If that doesn't work, it should give you an error at least hinting toward what's wrong with the filesystem.

As far as where to find "optimized defaults", that's usually in the tab where you save and exit.
 
Corrupted boot up fail [SOLVED] :)

Dlaw,

Thanks for last. I was just wrapping up clean up when your email came in.

Given time overnight, I was able to use "SystemRescueCD" on the USB optical to fire up a copy of its Gentoo live OS. I used this to mount a memorystick and saved off the few unbacked files by reading partition 2 where the file sets seem to reside, (assuming Partition 1 must be for boot and recovery by windows" Despite the condition of partition 2, gentoo did mount it during probe.

Windows original OS on thumb drive was unable to do a startup repair which inclined me to believe the issue was more on the BIOS side, fingers crossed.

Since the structure of the BIOS appeared intact and the corrupt partition was readable I took a gamble there must have been some kind of configuration parity error in the BIOS interface to the SDD. This MOBO has a dual backed BIOS A <> B by switch on the Mobo. I instructed BIOS to copy A to B (hoping the corruption didn't pass through), then powered down, switched to B and Voila !!! Back up and running, no loss found. Now I know I have a viable B copy saved as well.

I followed up by a clean restart before copying B > A and then powered down and switched back to A. All good, fired right up and away it went, solved.

Not sure of the concept of a parity error but fortunately the copy A > B first didn't cause a problem. I have now saved the User preferred performance set and saved out a .bin of the BIOS to the Partition 2 and memorystick toy.

Lot learned. SystemRescueCD is a nice tool and the file management saved my tail so it made good CYA.

Thanks again for your presence and suggestions. I think I mostly got lucky by taking time to salvage data first before making a risky attempt at recovery. I didn't have an adapter that would let me attach the SDD to a USB on another machine so it was SystemRescueCD or nada.

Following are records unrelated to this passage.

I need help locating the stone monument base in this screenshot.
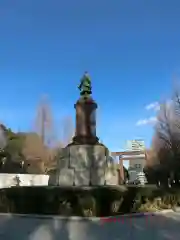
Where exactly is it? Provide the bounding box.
[52,143,118,186]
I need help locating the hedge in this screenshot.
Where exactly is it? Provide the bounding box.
[0,185,180,217]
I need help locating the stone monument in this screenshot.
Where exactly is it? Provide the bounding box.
[51,72,118,186]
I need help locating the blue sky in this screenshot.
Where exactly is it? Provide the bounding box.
[0,0,180,151]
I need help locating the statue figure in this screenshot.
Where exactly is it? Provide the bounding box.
[78,72,92,97]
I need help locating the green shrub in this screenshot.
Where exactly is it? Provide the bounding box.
[0,185,180,217]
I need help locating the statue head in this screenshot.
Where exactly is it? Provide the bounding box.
[78,71,92,97]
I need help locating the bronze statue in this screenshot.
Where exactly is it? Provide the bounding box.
[78,72,92,97]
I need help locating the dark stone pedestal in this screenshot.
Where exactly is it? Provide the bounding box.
[73,97,99,145]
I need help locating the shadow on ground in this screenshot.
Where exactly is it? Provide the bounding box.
[0,213,180,240]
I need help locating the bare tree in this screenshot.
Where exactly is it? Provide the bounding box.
[148,92,180,184]
[35,96,55,145]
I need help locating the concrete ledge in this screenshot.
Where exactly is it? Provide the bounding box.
[0,208,176,221]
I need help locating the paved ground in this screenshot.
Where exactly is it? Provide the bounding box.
[0,213,180,240]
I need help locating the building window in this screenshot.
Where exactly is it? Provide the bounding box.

SystemRescueCD also supports Samba, but some how I didn't get that to work and opted for the simpler USB memstick instead.

Regards,

Mike
 
I've found trying to access network locations (especially with write access) a pain in any Linux live system, though admittedly I mostly only use them for backup, recovery and partition editing. I'm not as proficient as you likely are.

Good deal, I'm glad you didn't suffer any hardware damage.

Might I suggest using SRCD to create a backup image of your C: drive (/dev/sda2)? It's pretty easy to setup, and only takes about 30 minutes or so.